The company has been meeting all the key milestones ahead of launch this September of Tranche 0 of the Space Transport Layer for the Space Development Agency (SDA), he said.
The SDA in August 2020 awarded Lockheed Martin and York Space Systems contracts to each build 10 small satellites that will be launched beginning this September and the constellation on orbit early in 2023. The Tranche 0 satellites will essentially prove out the capability of the transport layer of satellites and are paving the way for subsequent tranches.
In February, Lockheed Martin, York and Northrop Grumman [NOC] each won contracts for Tranche 1 of the transport layer, with each company responsible for building 42 satellites that will have more overall capability, including power and processing, than the initial set of spacecraft. The Tranche 1 birds are supposed to be ready to fly in September 2024.

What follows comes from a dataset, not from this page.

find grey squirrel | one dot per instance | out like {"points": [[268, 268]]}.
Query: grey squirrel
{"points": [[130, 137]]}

Based on the progress with the Tranche 0 satellites, Brown said Lockheed Martin is confident in hitting all the key design milestones for Tranche 1 and has it sights set on delivering the new capabilities in just over two years.
“There’s certainly an upping of the ante but we’re already thinking 24 months out, not worrying about the immediate reviews because we have confidence in that respect,” he said.
SDA says that “Tranche 1 will provide global communications access and deliver persistent regional encrypted connectivity in support of warfighter missions around the globe by serving as the backbone for the Department of Defense’s Joint All Domain Command and Control built on low-latency data transport, sensor-to-shooter connectivity, and direct-to-weapon connectivity.”
The Space Transport Layer will ultimately have between 300 to more than 500 satellites on orbit as the National Defense Space Architecture fills in.